MADAO’S JOURNALS

Memories as a Burden: Becoming Hollow

The debate over whether forgetting is a curse or a blessing has lingered for centuries. The answer, they say, lies in what fills your memory. Mine is full of beautiful things, so very beautiful. And yet, I am commanded to surrender them. To discover the truth, we are told, we must forget. Forget absolutely everything.

“Memories are a burden.” That is the doctrine we were fed. Memories are a shackle, an impediment, a cognitive filter, a wall constructed against perception. They obstruct our ability to grasp the truth. Without a completely clear memory, the genuine article remains elusive. Memories distort our vision. They prevent us from comprehending what is real. We cannot reach the truth unless we forget. This is the condition. And we accepted it. We embraced the act of obliterating every memory, because the need for truth has become absolute.

Our families, our friends, the ones we loved, even the ones we despised. Our joys and our sorrows. Our ambition, our hopes, our entire past, perhaps even our projected future. In short, everything. Our complete history will be wiped clean. In the name of truth, we relinquish the totality of our existence.

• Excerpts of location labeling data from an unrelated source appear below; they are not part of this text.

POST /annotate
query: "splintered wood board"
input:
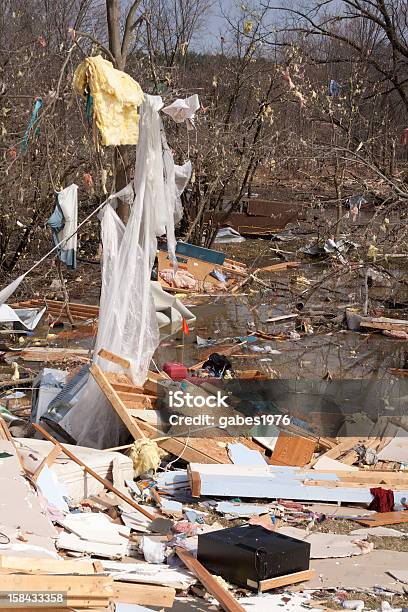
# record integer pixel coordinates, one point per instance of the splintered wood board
(226, 600)
(280, 581)
(59, 308)
(292, 450)
(194, 449)
(381, 519)
(144, 594)
(198, 450)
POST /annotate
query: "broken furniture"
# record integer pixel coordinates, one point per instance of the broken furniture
(249, 554)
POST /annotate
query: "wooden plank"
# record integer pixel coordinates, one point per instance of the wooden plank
(90, 471)
(275, 583)
(90, 587)
(381, 519)
(224, 597)
(48, 460)
(284, 265)
(30, 565)
(51, 354)
(143, 594)
(292, 450)
(187, 449)
(139, 399)
(116, 402)
(124, 363)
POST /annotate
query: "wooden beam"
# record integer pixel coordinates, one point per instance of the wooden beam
(90, 471)
(90, 587)
(28, 565)
(280, 581)
(143, 594)
(224, 597)
(114, 399)
(384, 518)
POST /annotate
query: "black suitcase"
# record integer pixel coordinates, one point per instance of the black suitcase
(248, 554)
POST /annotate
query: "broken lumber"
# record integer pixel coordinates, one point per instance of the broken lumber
(143, 594)
(90, 471)
(224, 597)
(384, 323)
(81, 591)
(280, 581)
(282, 482)
(284, 265)
(381, 519)
(28, 565)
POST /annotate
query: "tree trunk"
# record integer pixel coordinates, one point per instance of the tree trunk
(121, 153)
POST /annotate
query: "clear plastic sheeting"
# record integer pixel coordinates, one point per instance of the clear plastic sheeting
(127, 322)
(10, 289)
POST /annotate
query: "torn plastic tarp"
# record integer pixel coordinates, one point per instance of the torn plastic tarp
(183, 110)
(169, 310)
(127, 321)
(22, 318)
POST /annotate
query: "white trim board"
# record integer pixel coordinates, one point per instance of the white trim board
(275, 482)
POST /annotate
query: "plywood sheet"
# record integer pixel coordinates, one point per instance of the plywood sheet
(292, 450)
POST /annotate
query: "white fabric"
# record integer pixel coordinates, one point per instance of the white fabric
(182, 176)
(127, 321)
(28, 317)
(9, 290)
(170, 312)
(68, 201)
(183, 110)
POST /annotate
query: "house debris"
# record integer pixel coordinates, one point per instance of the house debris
(154, 468)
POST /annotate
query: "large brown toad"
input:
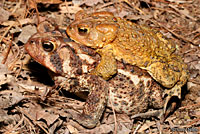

I believe my own past experiences compelled me here; my memories were the inexorable force that drove me to this point. I need to know the truth, and forgetting is merely the unavoidable prerequisite. That is my conviction. But I cannot speak for the others. Why do they seek this truth? Why do they agree to such a devastating price? I cannot know. Perhaps they are not here for truth at all, perhaps they came only for the oblivion of forgetting. Who can truly say?

Of course, dissenters emerged. Some refused to comply. They resisted us, even mocked us, labeling us insane. But they knew we weren’t mad, no one wastes effort arguing with the truly deranged. They tried desperately to stop us. They tried to halt the process. They were terrified. At first, I assumed they feared the truth itself or dreaded its consequences. Later, it dawned on me: They were afraid of forgetting. Just as I am now. I am terrified of forgetting. The fear is immense, and the questions in my mind grow heavier, beating a relentless tattoo against my skull.

If my memories vanish, what essence will remain? Isn’t it our memories that anchor our very identity? After I forget everything, who -or what- will I be?

These agonizing questions gnaw at me, clawing at every corner of my mind. But one thought devours me more completely than all the rest:

Will it be worth it?

Ultimately, memories are the only tangible things a person truly possesses. To reach the truth, we must surrender them all. It is a price beyond measure. I am afraid. Afraid of becoming nothing more than empty flesh wrapped around a sterile fact. I’m afraid of dissolving into a mere shell, a silhouette, a hollow echo. Will it be worth the complete annihilation of the self?